ForscherInnen aus Bremen und Bremerhaven wollen Riesenmuscheln und Hummer züchten – an Land und ganz ökologisch. Die marine Aquakultur könnte zum neuen Boom-Sektor werden

Fischzucht auf dem Festland, Hummer vom Bauernhof – für Claudio Richter vom Bremer Zentrum für Maritime Tropenökologie und Unternehmer Bernd Kroon aus Bremerhaven ist das keine Spinnerei, sondern ein Arbeitsprojekt. Maritime Aquakultur, die Zucht von im Meer lebenden Tieren in Anlagen auf dem Festland, soll die wachsende Nachfrage nach Fischen und Schalentieren ökologisch verträglich befriedigen – ein Boom-Sektor, sind auch die Wirtschaftsförderer überzeugt.

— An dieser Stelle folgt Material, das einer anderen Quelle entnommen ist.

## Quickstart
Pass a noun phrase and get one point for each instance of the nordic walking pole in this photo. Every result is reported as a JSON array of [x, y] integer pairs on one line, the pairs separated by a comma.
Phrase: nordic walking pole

Beispiel Zierfische: Seit nicht mehr nur Hobby-Aquaristen für die bunten Schwimmer schwärmen, sondern auch Unternehmen die exotischen Unterwasserwelten als Büro-Schmuck entdecken, ist die Nachfrage nicht zu bremsen. Bisher werden 98 Prozent der Zierfische und perlschimmernden Muscheln in freier Natur gefangen – mit fatalen Folgen für die empfindlichen Korallenriffe. Jetzt will Richter zeigen, dass es auch anders gehen kann und Riesenmuscheln und Fische an Land züchten.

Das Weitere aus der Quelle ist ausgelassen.